INTERACT FORUM

Please login or register.

Login with username, password and session length
Advanced search  
Pages: [1]   Go Down

Author Topic: Expression to find and remove string + x number of characters from [Name]  (Read 2564 times)

Mike Foran

  • World Citizen
  • ***
  • Posts: 212

I'm getting all OCD on getting my Classical music organized. I have copied most of my composer's composition catalog numbers to their own library field, so I can easily sort and identify them by "Op. 1," "Op. 2," etc. What I am trying to do do is unify the name of each piece so the format is [Composition]: [Name]. The first step is to remove the string "Op."+x where x represents a number of characters to the right of "Op." to include, and then remove from the name. For those with Classical collections, you know that there is no standard formatting, so I'll have to modify this expression depending on the group of files I am applying it to, but I'd like it to be adaptable as possible, able to remove the phrase+additional characters, no matter where they are in the [Name] filed.

I'm pretty sure it will involve Regex but I'm not great with the syntax of this and I would appreciate some help on it.
Logged

Moe

  • MC Beta Team
  • Citizen of the Universe
  • *****
  • Posts: 718
  • Hi

Can you list like 3-5 examples of what you have now and how you'd like them to end up?  That will help to figure it out.
Logged

Mike Foran

  • World Citizen
  • ***
  • Posts: 212

Sure, here are some various filenames that I would like to revise in one fell swoop:

Fantasia for piano, chorus and orchestra in C minor, Op. 80 'Choral Fantasy' - Adagio
Missa solemnis in D major, Op. 123 - II. Gloria: Amen, in gloria Dei Patris
Christus am Ölberge (Oratorium) Op. 85 - Arie 'Preist des Erlösers Güte'

In each case, I would like to remove the string "Op. " + the following number. If it were just "Op. " that's an easy fix. But the following number is different, and generally has between 1 and 4 digits. So after running the expression on the name, the results should be:

Fantasia for piano, chorus and orchestra in C minor,  'Choral Fantasy' - Adagio
Missa solemnis in D major,  - II. Gloria: Amen, in gloria Dei Patris
Christus am Ölberge (Oratorium)  - Arie 'Preist des Erlösers Güte'

I can clean up the double spaces and extra dashes on a separate step.

I've been trying to figure it out but I'm not a programmer or scripter. But I thought this would work:

=regex([Name], /#^Op. (\d+)#/, 1)Replace([Name],Op. [R1],)

But it doesn't.
Logged

blgentry

  • Regular Member
  • Citizen of the Universe
  • *****
  • Posts: 8014

You probably want something like:

Code: [Select]
regex([Name],/#(.+)Op.\s\d+\s(.+)#/,-1,0)[R1] [R2]

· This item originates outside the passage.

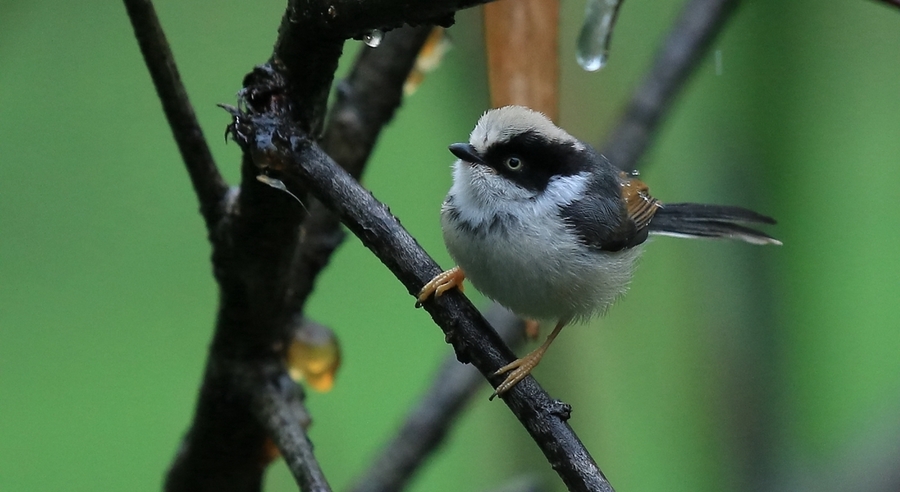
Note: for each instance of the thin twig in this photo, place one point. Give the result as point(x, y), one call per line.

Put that into an expression column and see how it works.  I tried it on two of your examples and I think I got the intended result.

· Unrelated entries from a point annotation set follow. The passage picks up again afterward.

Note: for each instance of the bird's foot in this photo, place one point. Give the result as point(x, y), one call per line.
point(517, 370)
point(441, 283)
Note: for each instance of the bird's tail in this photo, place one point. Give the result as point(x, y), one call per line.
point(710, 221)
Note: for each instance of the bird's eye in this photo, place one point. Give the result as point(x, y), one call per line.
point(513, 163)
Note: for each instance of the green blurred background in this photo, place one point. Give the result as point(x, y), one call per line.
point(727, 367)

You might want to read through my regex lesson I posted a while back if you feel like you might be writing more of these yourself.  Regex looks insanely weird until you understand it.  It seems like you already have some understanding already.  Maybe my little post will help solidify some of the ideas for you.

https://yabb.jriver.com/interact/index.php?topic=97996.0

Good luck.

Brian.
Logged

Mike Foran

  • World Citizen
  • ***
  • Posts: 212

You probably want something like:

Code: [Select]
regex([Name],/#(.+)Op.\s\d+\s(.+)#/,-1,0)[R1] [R2]

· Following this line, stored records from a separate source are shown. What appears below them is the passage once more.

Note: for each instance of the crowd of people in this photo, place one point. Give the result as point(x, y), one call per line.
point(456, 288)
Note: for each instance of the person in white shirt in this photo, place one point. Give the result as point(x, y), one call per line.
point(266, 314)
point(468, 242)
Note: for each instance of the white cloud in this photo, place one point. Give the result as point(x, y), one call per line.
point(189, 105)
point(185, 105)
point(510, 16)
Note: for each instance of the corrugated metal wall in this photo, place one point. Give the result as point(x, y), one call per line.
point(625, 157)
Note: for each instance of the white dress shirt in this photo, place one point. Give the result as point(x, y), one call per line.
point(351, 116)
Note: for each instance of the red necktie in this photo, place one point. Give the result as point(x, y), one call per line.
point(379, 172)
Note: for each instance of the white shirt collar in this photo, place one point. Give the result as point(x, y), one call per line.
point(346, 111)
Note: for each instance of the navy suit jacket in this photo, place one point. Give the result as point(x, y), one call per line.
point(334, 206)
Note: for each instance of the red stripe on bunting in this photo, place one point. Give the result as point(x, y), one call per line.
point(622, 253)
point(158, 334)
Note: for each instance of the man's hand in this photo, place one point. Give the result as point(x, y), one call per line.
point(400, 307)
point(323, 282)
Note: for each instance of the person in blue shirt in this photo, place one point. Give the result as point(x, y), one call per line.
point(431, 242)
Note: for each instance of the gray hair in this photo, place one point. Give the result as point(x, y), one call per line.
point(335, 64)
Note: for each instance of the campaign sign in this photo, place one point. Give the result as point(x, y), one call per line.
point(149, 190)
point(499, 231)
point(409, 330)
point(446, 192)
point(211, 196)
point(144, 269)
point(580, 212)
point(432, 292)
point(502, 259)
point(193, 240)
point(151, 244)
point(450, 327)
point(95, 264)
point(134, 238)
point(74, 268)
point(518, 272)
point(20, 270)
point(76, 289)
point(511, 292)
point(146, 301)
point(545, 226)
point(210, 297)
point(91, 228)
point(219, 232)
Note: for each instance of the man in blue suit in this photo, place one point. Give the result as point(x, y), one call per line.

Put that into an expression column and see how it works.  I tried it on two of your examples and I think I got the intended result.

You might want to read through my regex lesson I posted a while back if you feel like you might be writing more of these yourself.  Regex looks insanely weird until you understand it.  It seems like you already have some understanding already.  Maybe my little post will help solidify some of the ideas for you.

https://yabb.jriver.com/interact/index.php?topic=97996.0

Good luck.

Brian.

Thank you very much. I did a quick test and this expression worked great. I don't quite understand all the commands in the phrase, but I will read your post on it before I start asking questions. I very much appreciate the help.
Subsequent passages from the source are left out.